Revision verworfen: Untreue durch nicht zweckgebundene Verwendung von Baugeldern
- Gericht
- BGH
- Spruchkörper
- 2. Strafsenat
- Aktenzeichen
- 2 StR 590/69
- Datum
- 11.02.1970
- Rechtsgebiet
- Strafrecht
Abstrakte Rechtssätze
Untreue (Treubruch) liegt vor, wenn ein Verpflichteter aus einem Vertragsverhältnis erhaltene Gelder entgegen der aus dem Rechtsverhältnis folgenden Zweckbindung verwendet und dadurch den Berechtigten schädigt.
Die Verpflichtung zur zweckgebundenen Verwendung von vom Auftraggeber erhaltenen Mitteln kann sich unmittelbar aus der Art und dem Inhalt des geschlossenen Vertragsverhältnisses ergeben; eine ausdrückliche vertragliche Festlegung ist nicht notwendig.
Angriffe auf die Beweiswürdigung durch den Tatrichter sind nur dann erfolgreich, wenn Rechtsfehler vorliegen; der Revisionsgericht überprüft die tatsächliche Würdigung nicht nach freier Kognition.

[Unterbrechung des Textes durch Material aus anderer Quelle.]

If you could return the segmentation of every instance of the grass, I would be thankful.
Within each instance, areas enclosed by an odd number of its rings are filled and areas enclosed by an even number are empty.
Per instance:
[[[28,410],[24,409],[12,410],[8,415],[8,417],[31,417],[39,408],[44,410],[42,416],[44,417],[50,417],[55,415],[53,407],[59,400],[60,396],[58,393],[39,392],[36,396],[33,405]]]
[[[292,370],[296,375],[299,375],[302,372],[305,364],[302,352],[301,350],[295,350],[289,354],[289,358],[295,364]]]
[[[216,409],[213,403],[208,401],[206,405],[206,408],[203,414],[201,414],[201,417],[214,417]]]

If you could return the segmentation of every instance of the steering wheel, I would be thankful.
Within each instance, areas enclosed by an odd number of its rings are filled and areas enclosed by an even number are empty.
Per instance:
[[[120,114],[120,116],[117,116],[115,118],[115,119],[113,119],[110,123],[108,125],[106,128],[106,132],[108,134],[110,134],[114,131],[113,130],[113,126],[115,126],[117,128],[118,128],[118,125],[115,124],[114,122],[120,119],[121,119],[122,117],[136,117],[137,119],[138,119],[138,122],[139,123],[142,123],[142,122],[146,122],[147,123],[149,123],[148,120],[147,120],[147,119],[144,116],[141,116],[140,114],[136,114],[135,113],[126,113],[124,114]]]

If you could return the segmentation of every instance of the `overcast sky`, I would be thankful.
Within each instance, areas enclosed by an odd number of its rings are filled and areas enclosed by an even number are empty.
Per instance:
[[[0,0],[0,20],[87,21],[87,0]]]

Die Strafzumessung ist nur auf Rechtsfehler zu überprüfen; bloße Unzufriedenheit mit dem Strafmaß begründet keinen Aufhebungsgrund.
Vorinstanzen
Landgericht Frankfurt am Main, 13. Mai 1969
Rubrum
BUNDESGERICHTSHOF IM NAMEN DES VOLKES URTEIL
2 StR 590/69
in der Strafsache gegen den Kaufmann Hans Hermann Friedrich N. C. J. aus ██, geboren am ████████ 1908 in ████, wegen Untreue
Der 2. Strafsenat des Bundesgerichtshofs hat in der Sitzung vom 11. Februar 1970, an der teilgenommen haben:
Senatspräsident Dr. Baldus als Vorsitzender,
Bundesrichter Willms, Bundesrichter Dr. Henning, Bundesrichter Dr. Müller, Bundesrichter Baumgarten als beisitzende Richter,
Dr. ██ Bundesanwalt als Vertreter der Bundesanwaltschaft,
Justizangestellter ████
Tenor
Die Revision des Angeklagten gegen das Urteil des Landgerichts in Frankfurt am Main vom 13. Mai 1969 wird verworfen.
Der Beschwerdeführer hat die Kosten seines Rechtsmittels zu tragen.
von Rechts wegen
Gründe
Die Strafkammer hat den Angeklagten unter Freisprechung im Übrigen wegen Untreue zu einem Jahr und sechs Monaten Gefängnis sowie einer Geldstrafe von 500,– DM verurteilt. Seine Revision, mit der er die Verfahrensbeschwerde erhebt, bleibt ohne Erfolg.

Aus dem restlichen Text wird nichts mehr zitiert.